The SpyderLENSCAL is an autofocus calibration tool. It makes it easy to inspect the focal plane and adjust if forward or backward as needed so long as your camera supports fine tuning of AF.
Many modern cameras, particularly full frame or relatively high end models, have the ability to fine tune the autofocus for each lens. Calibrating autofocus is not hard, but it does require a couple of items. You’ll need a precision target for calibrating and it greatly helps if you can tether to a high resolution laptop (I tether to a Mac Book Pro). A great tripod and head are very helpful since the whole calibration requires that you aim the camera precisely and that it stays absolutely rigid during the calibration process.
I undertake calibrating autofocus by using the SpyderLENSCAL. This device has a bubble for leveling, as well as an attachment for a tripod. You can just as easily use it on a table, so long as you are exactly level. Using a single central focal point, focus on the small square beside the ruler. Go to the monitor and examine whether the focus is exactly on “0” or if it is in front or behind. Front focusing and back focusing can both be adjusted. With a device like this one, it is easy to see what needs to be done.
Maybe I should also state what I think is obvious. This is essential. Calibrating autofocus is how we get the sharpest images from those expensive camera bodies and lenses. They all have a tolerance range, and you won’t be sharp unless you dial it in. Your camera would not have the feature of fine tuning this function if the engineers at Canon or Nikon thought it was unnecessary.

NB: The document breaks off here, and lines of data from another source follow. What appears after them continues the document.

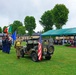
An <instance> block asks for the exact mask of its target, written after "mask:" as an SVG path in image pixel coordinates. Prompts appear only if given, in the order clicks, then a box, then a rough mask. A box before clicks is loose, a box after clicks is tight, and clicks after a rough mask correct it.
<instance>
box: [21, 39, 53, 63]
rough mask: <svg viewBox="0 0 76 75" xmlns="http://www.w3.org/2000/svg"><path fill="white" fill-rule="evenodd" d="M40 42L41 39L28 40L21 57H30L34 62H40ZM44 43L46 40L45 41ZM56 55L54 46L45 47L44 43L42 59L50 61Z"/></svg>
mask: <svg viewBox="0 0 76 75" xmlns="http://www.w3.org/2000/svg"><path fill="white" fill-rule="evenodd" d="M38 41H39V38H32V39H28V40H27V45H26V46H23V48H22V49H21V56H22V57H24V55H26V54H27V55H29V56H30V57H31V58H32V60H33V61H35V62H36V61H38ZM43 41H44V40H43ZM53 53H54V46H53V45H48V44H47V45H45V44H44V42H43V43H42V59H44V58H45V59H47V60H50V59H51V57H52V55H53Z"/></svg>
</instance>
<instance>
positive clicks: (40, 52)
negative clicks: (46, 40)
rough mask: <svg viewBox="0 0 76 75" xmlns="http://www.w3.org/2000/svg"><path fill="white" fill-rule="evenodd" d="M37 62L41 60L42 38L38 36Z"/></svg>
mask: <svg viewBox="0 0 76 75" xmlns="http://www.w3.org/2000/svg"><path fill="white" fill-rule="evenodd" d="M38 60H42V38H41V35H40V38H39V42H38Z"/></svg>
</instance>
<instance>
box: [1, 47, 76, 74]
mask: <svg viewBox="0 0 76 75" xmlns="http://www.w3.org/2000/svg"><path fill="white" fill-rule="evenodd" d="M0 75H76V48H69V47H65V46H55V52H54V55H53V56H52V59H51V60H42V61H40V62H33V61H32V60H31V59H30V58H29V57H25V58H20V59H17V58H16V52H15V49H14V48H13V47H12V48H11V53H10V54H6V53H2V51H1V50H0Z"/></svg>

This lens had a front focus…the numbers in front are clearer than those behind. After adjustment they were identical.
How much to change the focus in the plus or minus direction is a matter of experimentation. You might want to start with a wildly strong adjustment like +20 and examine the next test shot. Then adjust a more reasonable amount, if any adjustment is needed. Because you have to estimate and test the result, that’s why it helps to be tethered to a good screen. You can’t see well enough on the back of a camera to be accurate and it takes too long to make multiple trips to download to a computer. Once you have done a lens or two, you will have the hang of it and will dial it in quickly.
I have some very fast lenses, f 1.2, and they have tiny depth of field when they are wide open. All tests are done with each lens wide open, the widest (smallest number) aperture available on that lens. The camera knows which lens is attached, and it will give you specific adjustment choices. If you have a zoom attached, it will ask you to calibrate the lens at the widest and at the most telephoto setting. With both ends of the lens calibrated, you’ll have sharp images.
B&H Photo sells the SpyderLENSCAL. It comes with simple instructions, but you also need to know that you should set the camera close to the card when you do the tests. You’ll want to be fairly close to the closest distance at which autofocus works for that particular lens.
Finally, this is most essential with macro and telephoto lenses, as well as exceptionally fast lenses. If you’re lucky enough to have an f 1.2, then that really narrow depth of field needs to be precise. If you are shooting wildlife with your 600 mm lens, then this is absolutely a must. A $65 device that can make a $10,000 lens accurate is clearly worth it. With really wide lenses, it is less likely to be critical in “real life” since there is so much depth of field. However, if you look at the ends of the scale on the photo at below left, you’ll see that the 6″ is clearer in front than in back. A minor adjustment evened that out. But with my 14 mm lens almost everything is sharp.
This whole process is very lens specific. If you own two 50 mm lenses, even if they are both 1.2, your camera can tell them apart and will apply the right calibration to each. My those Japanese engineers are pretty much magic. but only pretty much or this would never need to be done.
If you’re a Spokane resident, I can calibrate your lenses for $50 each, or 3 for $100. I’ll get cheaper each if you have a bunch. You can buy your own SpyderLENSCAL for $65, but it does require tethering or ridiculous time and patience. That little piece cost me over $4000, since that cheesy Mac was $3995. Maybe worth having someone else do it for you. Of course, your camera must support calibration. High end Nikon and Canon do that. These pictures may make it seem like the differences are minor, but they really were significant. I can see more when magnified on the Mac and some lenses were desperately in need though I had all name brand and excellent optic lenses.
We wish you sharp images. Really sharp. We want those eyes in focus in our portraits, every feather in focus and every blade of grass sharp!

This was a test of my 14 mm lens which has great depth of field. But looking at the 6″ marks you can see the difference and with calibration they were equal.